Premonición

Aquella mañana, sin motivo aparente y por sorpresa, pensé que aquel invierno las cigüeñas se quedarían ciegas, que surcarían el cielo como locas, tropezando contra espadañas y cables de alta tensión, cayendo al suelo gravemente heridas o electrocutadas. También pensé que los almendros no florecerían y  que la primavera sería abortada antes de brotar. No era una pesadilla como otras veces. Aquella mañana estaba  bien despierta, con los ojos redondos de miedo ante la posibilidad de que mi pensamiento fuera una premonición que no supiera interpretar. Me puse a hacer cábalas, asociaciones de ideas, junté y separé palabras, conté silabas, pensé en los colores de mi pensamiento: el blanco de las flores y de las cigüeñas; el negro de la muerte. Después, paré de pensar.

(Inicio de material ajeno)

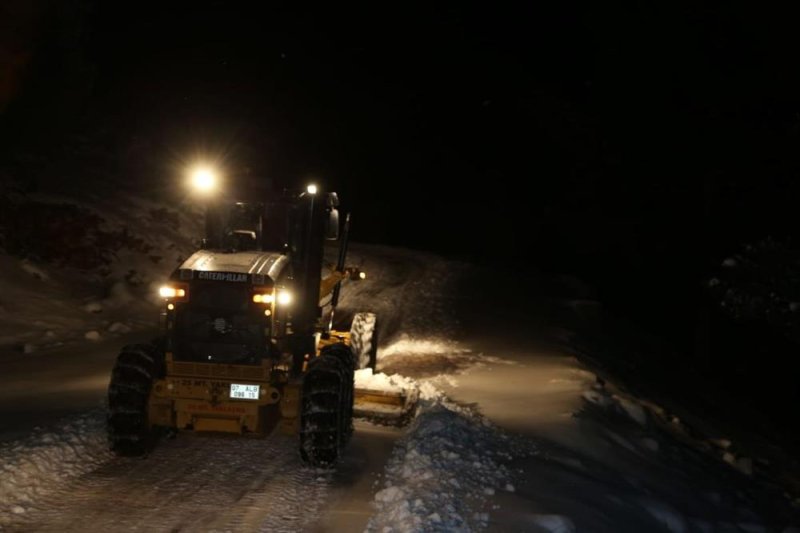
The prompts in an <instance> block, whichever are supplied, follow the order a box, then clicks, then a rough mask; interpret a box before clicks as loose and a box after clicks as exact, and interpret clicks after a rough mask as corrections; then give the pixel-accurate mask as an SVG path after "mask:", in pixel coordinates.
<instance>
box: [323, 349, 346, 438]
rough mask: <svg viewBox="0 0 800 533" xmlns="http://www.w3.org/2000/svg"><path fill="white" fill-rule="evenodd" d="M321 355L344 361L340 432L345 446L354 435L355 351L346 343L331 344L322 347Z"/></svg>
mask: <svg viewBox="0 0 800 533" xmlns="http://www.w3.org/2000/svg"><path fill="white" fill-rule="evenodd" d="M320 356H321V357H326V356H327V357H335V358H337V359H339V360H340V361H341V362H342V365H343V368H342V397H341V401H340V409H341V413H342V416H341V418H340V425H341V430H340V433H339V437H340V438H339V443H340V446H341V447H342V448H343V447H344V446H346V445H347V443H348V442H349V441H350V437H351V436H352V435H353V378H354V376H353V371H354V368H353V367H354V358H353V352H352V350H350V347H349V346H347V345H346V344H343V343H339V344H331V345H330V346H326V347H324V348H323V349H322V351H321V353H320Z"/></svg>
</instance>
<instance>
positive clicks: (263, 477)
mask: <svg viewBox="0 0 800 533" xmlns="http://www.w3.org/2000/svg"><path fill="white" fill-rule="evenodd" d="M352 259H354V260H355V262H356V263H357V264H358V263H360V266H361V267H362V268H363V269H364V270H365V271H367V273H368V277H367V279H366V280H365V281H363V282H359V283H353V284H349V285H348V288H347V289H346V290H345V291H343V298H342V310H341V311H342V312H341V315H342V316H346V314H347V313H351V314H352V313H354V312H358V311H372V312H376V313H377V314H378V316H379V331H380V333H381V339H382V342H381V346H380V350H379V353H378V358H379V360H378V370H379V372H378V373H374V374H373V373H371V372H369V371H361V372H359V373H358V375H357V377H356V379H357V385H359V386H364V387H366V388H379V389H382V390H396V389H398V388H400V389H413V390H415V391H416V392H417V394H418V395H419V405H418V409H417V411H416V415H415V417H414V419H413V421H412V422H411V424H410V425H409V426H408V427H407V428H406V429H405V433H404V435H403V436H402V438H401V439H400V440H399V441H398V442H397V444H396V446H395V448H394V449H393V451H392V453H391V457H390V459H389V460H388V462H387V463H386V465H385V467H384V469H383V472H382V473H381V476H380V482H378V483H377V484H376V485H375V486H374V487H373V489H374V490H373V492H372V494H370V495H368V499H369V500H370V501H371V505H372V510H373V511H374V513H373V515H372V516H371V517H370V518H369V520H368V522H366V529H367V531H376V532H378V531H380V532H384V531H387V532H388V531H480V530H495V531H507V530H521V531H549V532H559V531H603V532H604V531H670V532H682V531H731V532H733V531H738V532H742V531H786V532H788V531H791V529H790V528H791V527H792V526H794V525H796V524H795V523H794V522H792V519H791V517H792V516H793V515H792V514H791V512H787V511H786V507H787V505H788V502H787V501H785V500H786V497H785V496H784V495H783V494H781V493H780V489H779V488H775V487H773V488H772V489H770V488H768V487H767V488H765V484H764V483H761V482H762V481H764V480H762V479H761V478H760V477H759V475H758V468H757V467H758V461H757V459H756V458H750V457H741V456H737V455H736V454H735V452H734V451H733V449H732V447H731V443H725V442H723V441H719V443H711V442H697V441H696V439H694V438H693V436H692V435H691V434H690V432H688V431H686V428H685V427H684V426H683V425H682V424H681V423H680V420H677V419H674V417H670V416H669V415H668V414H667V413H666V412H665V411H664V410H661V409H659V408H658V406H655V405H653V404H650V403H648V402H644V401H641V400H639V399H638V398H636V397H634V396H632V395H630V394H626V393H623V392H622V391H621V390H618V389H616V388H615V387H613V385H612V384H610V383H607V384H602V383H600V382H598V381H596V380H595V379H594V375H593V374H591V373H590V372H588V371H587V370H586V369H585V368H583V367H582V366H581V365H580V364H578V363H577V361H576V360H575V359H574V358H573V357H571V356H569V351H568V350H563V351H560V352H556V353H553V354H542V353H539V352H538V351H537V349H535V348H534V347H533V346H532V345H531V343H530V339H528V338H526V337H525V336H524V335H519V334H518V335H517V336H516V337H515V336H514V335H505V334H504V335H503V336H502V338H503V339H504V343H505V344H499V343H496V342H493V341H492V342H488V341H487V342H486V343H484V344H486V345H483V344H482V343H481V342H478V341H480V338H477V339H476V338H475V337H474V336H473V337H469V338H468V337H465V336H464V335H463V334H462V333H463V332H462V331H461V330H460V328H461V325H460V322H459V317H458V316H457V313H456V311H457V309H456V308H457V306H458V305H459V303H458V302H457V300H456V298H455V297H456V295H457V292H456V291H457V289H456V286H457V281H458V280H459V278H460V277H461V276H464V275H468V272H467V271H466V267H465V265H462V264H458V263H451V262H447V261H444V260H442V259H440V258H437V257H435V256H431V255H429V254H422V253H415V252H410V251H408V250H399V249H391V248H384V247H369V246H354V247H353V255H352ZM3 260H5V261H6V263H5V265H6V266H8V267H9V269H8V271H9V272H11V273H12V274H11V278H6V281H4V282H3V283H7V284H8V285H7V286H8V287H10V288H13V287H14V283H13V279H14V276H16V277H23V279H27V278H24V276H27V277H28V278H31V279H33V280H36V283H45V282H47V283H52V284H53V286H54V287H58V286H59V285H57V283H59V281H58V274H53V273H52V272H50V271H49V270H43V269H38V268H37V269H36V270H32V269H31V268H30V267H29V266H28V267H25V266H23V265H22V264H19V263H13V261H12V260H10V259H9V258H4V259H3ZM9 261H12V263H9ZM39 270H41V272H39ZM37 272H38V273H37ZM8 279H11V282H9V281H8ZM115 283H116V282H115ZM114 286H115V284H114V283H112V284H111V285H110V286H108V287H107V291H106V293H105V295H104V296H102V297H95V298H89V299H80V298H78V299H76V298H70V297H68V295H67V296H65V298H64V300H59V298H54V301H53V302H51V303H52V309H59V310H61V311H62V312H63V315H64V316H63V317H56V318H58V319H60V320H75V321H77V322H79V323H80V329H79V332H80V334H81V336H82V337H83V336H85V334H86V333H88V332H91V331H96V332H97V333H98V335H100V336H103V335H106V334H107V332H110V330H112V329H119V328H123V329H124V326H127V325H128V324H127V323H126V322H125V321H121V320H110V321H109V323H108V324H106V325H105V326H104V328H102V329H100V328H91V329H89V328H88V327H87V326H88V325H91V324H92V322H91V320H93V318H92V317H96V316H98V315H103V314H104V313H106V311H107V310H108V309H113V308H114V302H118V301H130V300H126V296H125V291H126V290H128V289H129V287H128V285H127V284H123V285H117V289H114ZM27 287H31V283H30V282H28V285H27ZM53 290H55V289H53ZM35 292H36V291H32V290H29V291H28V294H35ZM0 294H5V293H0ZM51 294H55V292H52V293H51ZM0 298H2V297H0ZM3 305H4V306H5V309H6V311H4V312H8V311H7V307H8V306H7V302H6V303H4V304H3ZM461 305H465V306H466V307H467V308H470V309H481V307H480V306H479V305H478V303H477V302H469V301H466V302H461ZM62 306H63V307H62ZM26 309H27V311H26V312H28V313H31V314H36V313H41V317H42V318H41V320H42V321H43V323H42V327H43V328H44V327H45V326H47V327H49V324H46V323H45V322H44V321H47V320H51V315H49V314H47V312H46V310H47V309H48V308H47V306H46V302H45V301H40V302H38V303H37V304H36V306H35V307H34V306H31V307H29V308H26ZM80 313H83V314H80ZM73 315H75V316H73ZM86 317H89V318H88V319H86ZM52 320H55V318H52ZM104 320H109V319H108V318H105V319H104ZM480 320H481V321H482V323H483V322H484V321H490V320H497V319H496V318H494V319H492V318H491V317H489V316H488V315H486V316H484V315H483V314H482V315H481V317H480ZM115 323H119V324H120V325H117V326H114V324H115ZM486 324H487V327H486V331H492V330H495V329H500V328H501V327H502V326H503V324H502V323H500V322H494V323H492V322H486ZM112 326H113V327H112ZM64 327H65V328H67V329H68V328H69V327H71V325H70V323H67V324H66V325H65V326H64ZM513 330H514V331H516V332H519V331H526V330H525V329H522V328H517V327H516V325H515V327H514V328H513ZM477 333H479V334H480V333H481V332H477ZM26 334H27V333H26V332H24V331H22V330H20V332H19V335H20V336H19V337H16V339H18V340H19V339H24V335H26ZM92 336H93V335H91V336H90V337H92ZM87 338H88V337H87ZM564 338H565V339H567V342H568V339H569V336H566V337H564ZM484 340H485V339H484ZM83 342H89V341H85V340H84V341H83ZM487 346H490V347H491V349H487ZM102 424H103V420H102V416H100V415H98V414H97V413H88V414H87V415H86V416H85V417H82V418H78V419H73V420H72V421H71V422H68V423H65V424H64V425H62V427H60V428H56V429H50V430H42V431H38V432H36V433H34V434H33V435H31V436H30V437H28V438H24V439H18V440H15V441H11V442H8V443H6V444H4V445H3V446H2V447H0V460H1V461H2V465H3V470H2V478H1V479H0V526H3V525H5V526H6V527H7V528H8V529H9V530H12V529H14V528H15V527H17V528H18V529H22V530H24V529H25V526H26V525H34V526H36V525H37V524H38V525H42V524H44V525H46V526H47V527H52V528H56V527H61V528H66V530H70V529H71V528H72V529H74V528H75V527H76V525H75V524H76V523H77V522H80V521H77V522H76V521H75V520H74V519H75V517H76V516H79V515H81V514H82V513H88V514H89V515H91V517H92V520H93V523H94V524H96V525H102V526H103V527H104V528H106V529H109V530H111V529H126V528H134V527H149V528H152V529H156V530H169V529H171V528H178V529H180V528H184V529H186V530H200V531H211V530H231V531H267V530H270V531H272V530H289V531H298V530H304V529H305V528H307V527H309V524H310V523H312V522H313V521H314V514H315V513H318V512H319V509H321V508H322V507H323V506H324V505H325V498H326V494H327V492H328V489H329V487H330V483H331V481H330V480H331V473H330V472H317V471H315V470H313V469H308V468H304V467H302V465H301V464H300V463H299V459H298V457H297V453H296V446H295V444H296V443H295V441H294V440H292V439H287V438H281V437H275V438H274V439H267V440H266V441H258V440H249V439H244V440H237V441H236V442H232V441H230V440H218V439H201V438H193V437H192V436H187V437H184V436H181V437H179V438H178V439H175V440H173V441H169V442H165V443H163V444H162V445H161V446H160V447H159V448H157V450H156V451H155V452H154V454H153V455H152V456H151V457H149V458H147V459H145V460H143V461H141V460H140V461H138V462H137V461H129V460H120V459H112V458H109V456H108V454H107V452H106V450H105V433H104V430H103V427H102ZM309 488H310V489H309ZM306 490H311V491H312V492H313V495H312V496H313V497H311V498H310V499H309V497H306V494H305V491H306ZM51 491H52V492H57V493H58V497H57V498H53V497H51V496H49V494H51ZM73 493H74V494H73ZM131 498H133V500H134V502H135V506H133V507H126V508H127V509H129V511H131V512H130V513H127V514H125V513H119V512H118V510H117V509H116V508H115V506H119V507H120V508H122V506H123V505H126V504H125V503H124V502H128V501H130V499H131ZM281 498H283V499H281ZM51 500H52V501H51ZM309 505H310V507H309ZM154 508H157V509H158V512H157V513H155V514H154V513H153V512H152V511H150V510H151V509H154ZM773 511H774V512H773ZM795 516H796V515H795ZM70 520H72V522H70ZM70 524H71V525H70ZM81 525H82V524H81ZM14 530H16V529H14Z"/></svg>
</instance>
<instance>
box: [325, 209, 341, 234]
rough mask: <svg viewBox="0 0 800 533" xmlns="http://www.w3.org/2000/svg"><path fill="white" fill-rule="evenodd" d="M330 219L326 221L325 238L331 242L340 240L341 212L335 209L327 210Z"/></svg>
mask: <svg viewBox="0 0 800 533" xmlns="http://www.w3.org/2000/svg"><path fill="white" fill-rule="evenodd" d="M327 214H328V217H327V218H326V219H325V238H326V239H328V240H329V241H335V240H338V239H339V210H338V209H336V208H335V207H329V208H328V209H327Z"/></svg>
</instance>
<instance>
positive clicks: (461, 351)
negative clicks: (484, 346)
mask: <svg viewBox="0 0 800 533" xmlns="http://www.w3.org/2000/svg"><path fill="white" fill-rule="evenodd" d="M470 352H471V350H468V349H466V348H463V347H462V346H460V345H459V344H458V343H457V342H455V341H452V340H447V339H430V338H425V339H417V338H413V337H410V336H408V335H403V336H402V337H401V338H400V339H399V340H397V341H395V342H393V343H392V344H390V345H389V346H387V347H386V348H383V349H381V350H380V351H379V352H378V360H380V359H381V358H384V357H390V356H393V355H445V354H447V355H451V354H453V355H464V354H469V353H470Z"/></svg>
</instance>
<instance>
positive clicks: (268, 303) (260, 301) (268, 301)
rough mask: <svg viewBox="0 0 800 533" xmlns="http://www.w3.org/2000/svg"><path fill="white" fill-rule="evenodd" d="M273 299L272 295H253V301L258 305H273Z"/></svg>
mask: <svg viewBox="0 0 800 533" xmlns="http://www.w3.org/2000/svg"><path fill="white" fill-rule="evenodd" d="M272 298H273V297H272V294H270V293H264V294H262V293H256V294H254V295H253V301H254V302H255V303H257V304H271V303H272Z"/></svg>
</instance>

En estos casos es los mejor, me dije, y me dirigí a la cocina buscando consuelo en un bombón de los que había comprado para Navidad.

Tres meses después, el 11 de marzo de 2004, no fue un once de marzo cualquiera. Sonó el despertador a las ocho menos cuarto, como siempre, pero al locutor le temblaba la voz y en su discurso nervioso y apresurado destacaban algunas palabras por encima de otras: trenes, Atocha, bombas, atentados, muertos, muertos, muertos…

Algunos días después, el recuento oficial dio ciento noventa fallecidos, asesinados, aunque el número final fue de ciento noventa y uno, porque el diez de mayo, a las cuarenta y ocho horas de nacer, murió un niño, debido a las heridas sufridas por su madre en el atentado.

Pensando en todos ellos, sentí entones y siento hoy miedo de la Humanidad y de mi misma.